Achievements are not real success. How much we expand in the process is.
The real work was never about reaching a finish line. It was about paying attention to the inputs in the process: the small, daily choices we can control.
Being honest about what we can and can not hold.
Choosing presence over proving.
Returning, again and again, to what feels aligned.
The outputs will follow. They always do.

My wish for you as we step into 2026:
May you fall in love with
the process you’re in.
May you listen to what your body
is telling you; not just your busy mind.
May you focus on what you can control.
And may you expand as you walk home to yourself.
Questions to Reflect for the Year Ahead
- When I reach the end of 2026 and look back, what would need to happen for me to say: "this year was a success"?- Instead of adding more habits, what is the 1 habit that, if I stopped doing it, would create the most space in my life?- If someone I love might not be here by the end of 2026, what moments would I choose to prioritise now?- If I could tend to just 1 area of my life this year, which one would ease everything else?- With the knowledge I have today, what lesson would I tell my past self (knowing it likely still applies)?- If a very effective CEO were running my life, what is the 1st thing they would simplify or retire?- Which relationship (or friendship) is asking for more presence this year, and how will I protect space for it?- What fear feels HUGE when I imagine the future, but would feel small on my last day on earth?- What would my 80-year-old self wish I did more of today?- How do I want to begin my mornings in 2026, and what will I do to protect that choice?- What 3 words will guide how I live this year?On Limits, Love, and Radical Honesty
It takes a great sobriety to know our depths and our limits.
— Maria Popova
Rather than numbing ourselves (pretending we are unhurt, untouched, endless) maybe the wiser thing we can do is be radically honest with ourselves.
To accept that our lives unfold differently: imperfect, unfinished, shaped by intention and accident, by love and lost, by choice and chance.
None of us arrive exactly as planned.
And yet, beneath our wildly different lives, we are moved by the same currents: the same hopes and fears, the same longings and untamed desires.
We keep learning the same lessons; just through different people and different seasons.
I’ve come to believe that what we are really moving toward is not perfection, but alignment : between who we are and who we’re meant to be.
A release from the constant inner negotiation with what society demands we become.
Perhaps—somewhere between now and the last day of 2026—something miraculous happens. And for me, it’s not the grand achievement.
It’s love. The love that matures us, that teaches us how to belong to ourselves. Love that guides us into accepting our own shape, our own depth, our limits, our callings.
The mind can be a lonely place; strange, complicated, often overwhelming.

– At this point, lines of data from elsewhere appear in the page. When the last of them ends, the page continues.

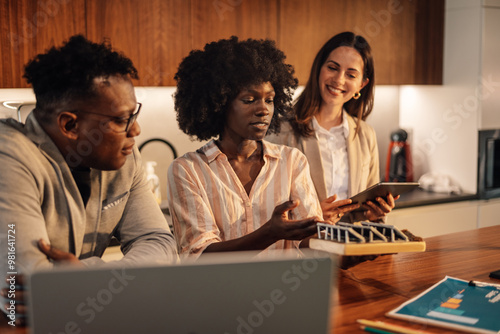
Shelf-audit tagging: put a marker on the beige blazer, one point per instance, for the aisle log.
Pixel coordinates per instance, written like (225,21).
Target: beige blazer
(362,152)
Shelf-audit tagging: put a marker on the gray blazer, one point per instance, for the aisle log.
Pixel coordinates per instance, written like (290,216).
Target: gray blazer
(40,199)
(362,152)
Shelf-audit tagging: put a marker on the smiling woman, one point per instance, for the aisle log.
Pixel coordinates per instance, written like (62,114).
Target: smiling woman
(238,192)
(328,126)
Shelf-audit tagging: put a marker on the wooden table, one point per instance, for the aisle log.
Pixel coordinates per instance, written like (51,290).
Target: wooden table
(373,288)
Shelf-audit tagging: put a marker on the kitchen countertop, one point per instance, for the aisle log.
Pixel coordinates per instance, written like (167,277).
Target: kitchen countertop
(419,197)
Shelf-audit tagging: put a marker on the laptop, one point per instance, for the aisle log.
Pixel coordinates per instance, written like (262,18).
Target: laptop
(228,294)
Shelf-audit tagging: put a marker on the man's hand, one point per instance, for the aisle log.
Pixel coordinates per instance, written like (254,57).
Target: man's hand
(57,255)
(334,210)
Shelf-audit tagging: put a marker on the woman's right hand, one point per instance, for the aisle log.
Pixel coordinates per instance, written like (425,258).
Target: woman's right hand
(333,210)
(280,227)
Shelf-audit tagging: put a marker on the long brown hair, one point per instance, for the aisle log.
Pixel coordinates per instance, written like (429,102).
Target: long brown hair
(309,101)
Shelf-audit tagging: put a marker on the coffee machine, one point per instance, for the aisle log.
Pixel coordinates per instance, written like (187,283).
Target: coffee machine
(399,167)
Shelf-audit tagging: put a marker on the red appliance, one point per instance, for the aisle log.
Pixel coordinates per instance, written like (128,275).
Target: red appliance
(399,167)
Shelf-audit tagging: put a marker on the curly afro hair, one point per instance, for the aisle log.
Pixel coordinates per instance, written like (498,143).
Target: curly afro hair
(209,80)
(66,74)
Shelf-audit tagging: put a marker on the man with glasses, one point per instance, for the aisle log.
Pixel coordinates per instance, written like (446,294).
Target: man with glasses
(71,177)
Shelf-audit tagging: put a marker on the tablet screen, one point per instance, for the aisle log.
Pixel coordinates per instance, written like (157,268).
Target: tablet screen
(383,189)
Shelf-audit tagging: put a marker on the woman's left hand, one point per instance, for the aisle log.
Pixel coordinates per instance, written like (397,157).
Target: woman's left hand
(333,210)
(375,211)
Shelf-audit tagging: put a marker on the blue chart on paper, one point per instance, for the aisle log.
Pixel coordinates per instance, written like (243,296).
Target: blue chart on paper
(456,303)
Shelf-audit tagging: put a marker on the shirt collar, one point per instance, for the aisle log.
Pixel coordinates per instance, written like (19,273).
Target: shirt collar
(212,151)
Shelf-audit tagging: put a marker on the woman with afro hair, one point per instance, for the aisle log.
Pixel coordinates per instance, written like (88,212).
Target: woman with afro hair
(239,192)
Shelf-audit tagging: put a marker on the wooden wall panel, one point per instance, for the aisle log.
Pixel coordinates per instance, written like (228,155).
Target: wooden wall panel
(176,41)
(132,27)
(406,36)
(29,27)
(214,20)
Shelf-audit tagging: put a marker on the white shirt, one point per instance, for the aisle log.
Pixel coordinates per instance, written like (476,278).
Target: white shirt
(333,147)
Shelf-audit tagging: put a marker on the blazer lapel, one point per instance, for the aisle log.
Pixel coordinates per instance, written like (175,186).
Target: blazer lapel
(353,157)
(74,203)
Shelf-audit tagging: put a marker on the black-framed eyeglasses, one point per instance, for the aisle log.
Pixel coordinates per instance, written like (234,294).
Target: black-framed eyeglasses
(119,124)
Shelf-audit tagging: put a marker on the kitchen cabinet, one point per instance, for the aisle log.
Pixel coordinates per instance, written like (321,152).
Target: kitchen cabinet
(406,36)
(431,220)
(489,212)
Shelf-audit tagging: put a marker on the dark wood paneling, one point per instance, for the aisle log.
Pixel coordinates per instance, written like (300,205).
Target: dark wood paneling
(214,20)
(406,36)
(429,42)
(29,27)
(133,27)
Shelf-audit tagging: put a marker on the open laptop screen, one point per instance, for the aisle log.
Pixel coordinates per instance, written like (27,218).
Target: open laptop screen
(220,295)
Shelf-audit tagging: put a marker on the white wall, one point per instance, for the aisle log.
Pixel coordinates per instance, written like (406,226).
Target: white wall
(444,119)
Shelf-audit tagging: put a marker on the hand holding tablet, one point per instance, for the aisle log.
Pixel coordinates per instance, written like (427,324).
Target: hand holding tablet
(382,189)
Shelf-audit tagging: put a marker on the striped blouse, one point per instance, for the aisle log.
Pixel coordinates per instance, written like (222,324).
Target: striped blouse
(208,203)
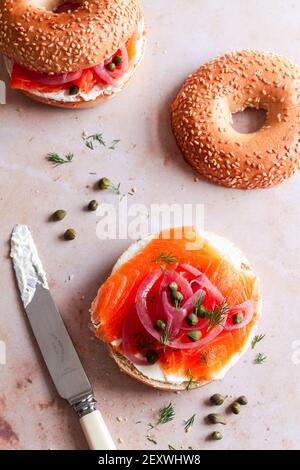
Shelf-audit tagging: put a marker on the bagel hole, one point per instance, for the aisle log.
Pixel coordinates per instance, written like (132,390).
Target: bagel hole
(248,121)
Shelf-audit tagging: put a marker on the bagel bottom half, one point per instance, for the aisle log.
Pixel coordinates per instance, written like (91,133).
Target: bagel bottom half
(146,374)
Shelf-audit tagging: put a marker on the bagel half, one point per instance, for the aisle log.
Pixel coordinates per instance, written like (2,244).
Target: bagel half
(154,376)
(80,41)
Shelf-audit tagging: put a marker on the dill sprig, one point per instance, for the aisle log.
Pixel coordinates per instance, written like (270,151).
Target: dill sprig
(256,340)
(260,358)
(166,414)
(58,160)
(114,144)
(189,423)
(93,139)
(167,258)
(216,315)
(152,440)
(165,338)
(191,378)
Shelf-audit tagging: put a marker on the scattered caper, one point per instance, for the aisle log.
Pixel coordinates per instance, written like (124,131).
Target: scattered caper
(217,399)
(192,319)
(216,436)
(111,67)
(70,234)
(238,318)
(93,205)
(73,90)
(173,286)
(104,183)
(118,60)
(215,419)
(194,335)
(160,325)
(242,400)
(152,356)
(59,215)
(176,296)
(235,408)
(202,311)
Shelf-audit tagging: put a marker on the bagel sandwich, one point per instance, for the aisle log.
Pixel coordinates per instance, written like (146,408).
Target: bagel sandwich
(71,54)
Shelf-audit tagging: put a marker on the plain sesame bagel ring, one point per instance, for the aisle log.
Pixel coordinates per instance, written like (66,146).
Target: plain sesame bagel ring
(202,120)
(71,54)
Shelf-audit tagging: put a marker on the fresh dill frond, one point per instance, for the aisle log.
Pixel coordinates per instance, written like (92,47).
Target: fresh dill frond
(256,340)
(166,414)
(114,144)
(260,358)
(58,160)
(165,338)
(167,258)
(93,139)
(189,423)
(217,314)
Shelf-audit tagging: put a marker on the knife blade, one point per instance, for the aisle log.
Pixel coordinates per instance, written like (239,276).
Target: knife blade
(55,344)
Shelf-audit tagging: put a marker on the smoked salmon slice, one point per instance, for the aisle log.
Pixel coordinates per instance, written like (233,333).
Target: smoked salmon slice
(137,299)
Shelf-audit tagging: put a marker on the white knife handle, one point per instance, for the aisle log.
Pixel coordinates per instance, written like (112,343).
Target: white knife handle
(96,432)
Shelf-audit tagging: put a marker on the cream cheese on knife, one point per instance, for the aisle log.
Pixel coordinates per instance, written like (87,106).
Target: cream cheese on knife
(28,267)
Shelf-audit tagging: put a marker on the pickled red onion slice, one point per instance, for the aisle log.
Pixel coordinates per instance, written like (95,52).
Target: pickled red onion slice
(110,78)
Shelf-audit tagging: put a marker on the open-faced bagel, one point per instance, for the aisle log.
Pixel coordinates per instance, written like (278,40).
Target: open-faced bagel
(202,120)
(49,42)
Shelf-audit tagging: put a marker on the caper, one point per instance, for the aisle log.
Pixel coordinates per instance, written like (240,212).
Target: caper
(111,67)
(118,60)
(192,319)
(104,183)
(152,356)
(73,90)
(217,399)
(238,318)
(215,419)
(235,408)
(173,286)
(177,296)
(93,205)
(216,436)
(59,215)
(194,335)
(160,325)
(202,311)
(70,234)
(242,400)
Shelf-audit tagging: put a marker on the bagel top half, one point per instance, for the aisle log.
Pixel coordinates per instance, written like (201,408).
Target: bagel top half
(225,266)
(37,38)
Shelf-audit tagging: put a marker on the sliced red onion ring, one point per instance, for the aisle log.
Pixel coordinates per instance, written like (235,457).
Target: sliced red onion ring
(68,6)
(141,303)
(110,78)
(55,79)
(248,310)
(189,305)
(126,344)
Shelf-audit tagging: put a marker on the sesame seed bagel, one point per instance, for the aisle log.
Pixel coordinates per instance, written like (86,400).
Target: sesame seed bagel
(202,120)
(35,37)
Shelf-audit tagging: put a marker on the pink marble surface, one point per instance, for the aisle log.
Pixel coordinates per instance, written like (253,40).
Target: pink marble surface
(265,224)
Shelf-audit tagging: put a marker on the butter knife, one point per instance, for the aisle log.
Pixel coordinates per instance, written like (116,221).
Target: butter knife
(55,344)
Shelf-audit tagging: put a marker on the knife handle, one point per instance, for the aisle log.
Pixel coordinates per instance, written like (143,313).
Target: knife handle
(96,432)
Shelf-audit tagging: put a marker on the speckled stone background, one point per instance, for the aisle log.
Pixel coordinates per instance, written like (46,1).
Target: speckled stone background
(182,34)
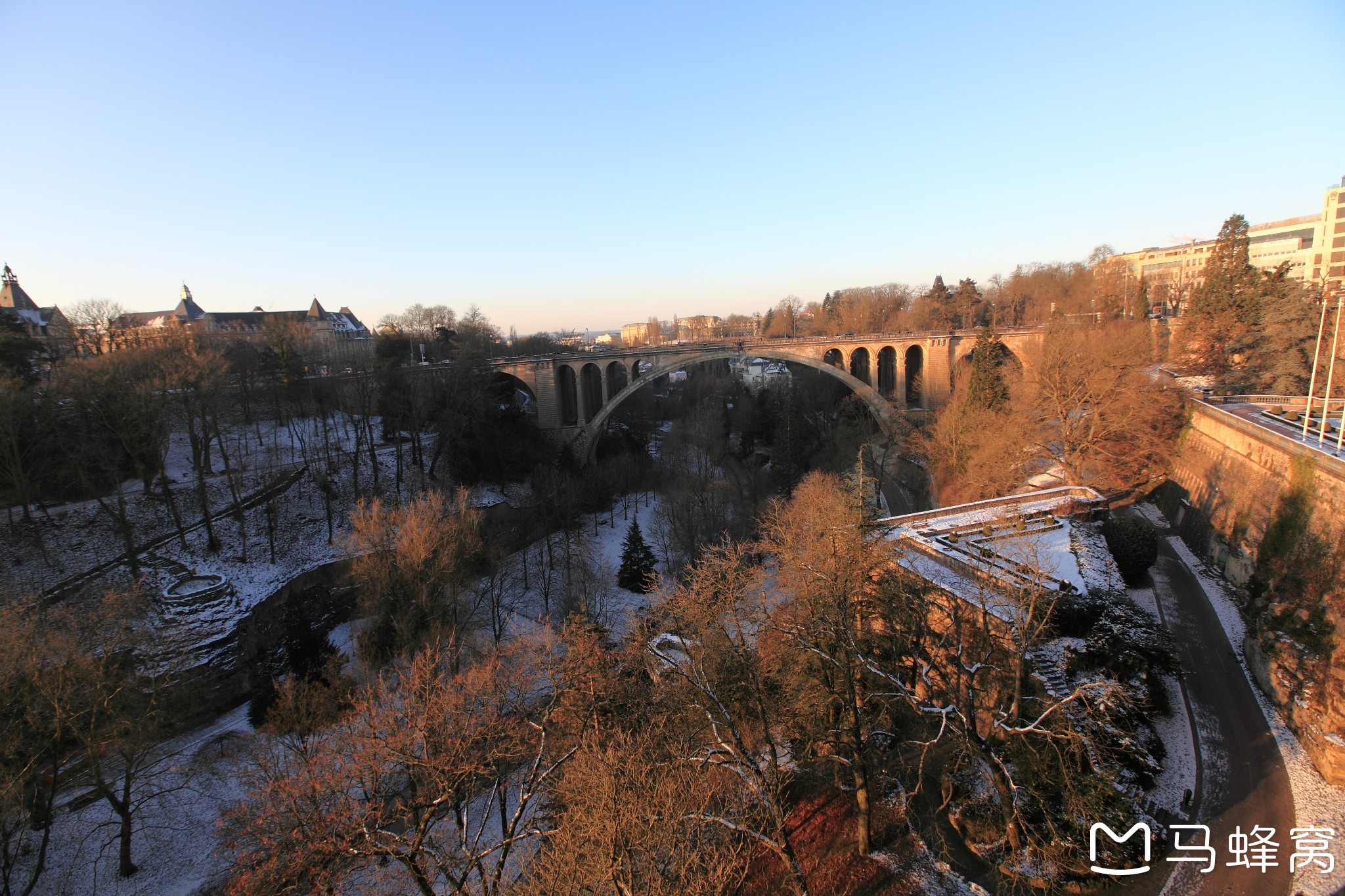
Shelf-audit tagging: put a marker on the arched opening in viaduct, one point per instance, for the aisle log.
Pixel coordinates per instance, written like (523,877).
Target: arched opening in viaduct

And yet, it is also where meaning is made.
Where truth is found or lost.
Where the past and future touch in a single living moment.
Isn’t it miraculous how one inner world can reach another; ease someone else’s loneliness, ripple forward into a future we will never see?
And maybe that’s why our devotion matters.
Why we write, create, build, reflect, and listen.
Because even now (especially now) in our reflections, something meaningful is happening.
To everyone who has supported me on this journey from my work at the intersection of climate X economy X fighting against injustice at Women’s Lantern, to my upcoming book The Homecoming (about the art of healing, reclaiming your body & voice) : thank you.
Thank you for giving me your most precious resource: your attention.
Thank you for allowing me to do work that feels deeply meaningful, work that comes from the heart and returns to it.